You're worried about Google penalizing AI content. Google's guidance is that it cares about content quality and usefulness, not how it was produced. AI-generated descriptions that are accurate, original, and genuinely helpful to shoppers are fine. Thin, duplicate, or keyword-stuffed descriptions — whether written by a human or AI — are the actual problem. Review what you publish. That's the standard.


What to do next

Start with five products — not fifty. Use the brand voice prompt, generate descriptions, make your small human edits, and see how the output feels against your store's current copy. That first batch will teach you more than reading about this ever could. Once you're happy with the tone, the batch automation starts to make real sense. If you want to go deeper on automating your store workflows beyond just descriptions, [we've got a walkthrough on connecting your tools with Make and Zapier](PENDING: beginner guide to automating small business workflows with Make and Zapier).


FAQ

Can I use the free version of ChatGPT for this, or do I need to pay?

The free version works and will get you decent results. The paid version ($20/month for ChatGPT Plus) gives you access to more capable models — like GPT-4 — that do a noticeably better job of holding your brand voice consistently across a long session. For a handful of products, free is fine. For bulk work, the upgrade is probably worth it.

Will my descriptions get flagged as AI-generated by Google?

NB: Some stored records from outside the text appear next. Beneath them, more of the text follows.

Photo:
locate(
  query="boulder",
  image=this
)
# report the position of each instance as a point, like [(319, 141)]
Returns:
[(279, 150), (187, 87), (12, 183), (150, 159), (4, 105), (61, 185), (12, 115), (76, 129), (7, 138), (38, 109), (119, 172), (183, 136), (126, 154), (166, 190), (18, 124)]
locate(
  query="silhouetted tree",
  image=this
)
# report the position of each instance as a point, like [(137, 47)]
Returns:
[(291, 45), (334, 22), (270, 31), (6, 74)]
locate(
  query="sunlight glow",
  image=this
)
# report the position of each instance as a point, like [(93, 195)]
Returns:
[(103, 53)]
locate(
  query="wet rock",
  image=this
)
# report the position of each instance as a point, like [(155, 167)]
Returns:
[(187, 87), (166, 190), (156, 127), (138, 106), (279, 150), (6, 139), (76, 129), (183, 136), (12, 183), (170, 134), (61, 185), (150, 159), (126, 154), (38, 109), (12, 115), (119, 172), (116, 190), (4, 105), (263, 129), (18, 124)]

Good question — a lot of store owners worry about this. Google doesn't penalize content for being AI-generated; it penalizes low-quality content. As long as your descriptions are accurate, useful to shoppers, and not stuffed with repetitive keywords, you're in fine shape. Just review what the AI writes before you publish it.

How do I make the descriptions actually show up in search results?

Include the words your customers actually search for — naturally, not forced. When you give ChatGPT your product details, add: "Include relevant search terms a customer would use to find this product." The AI will weave them in without making the description sound robotic. That's really the whole trick.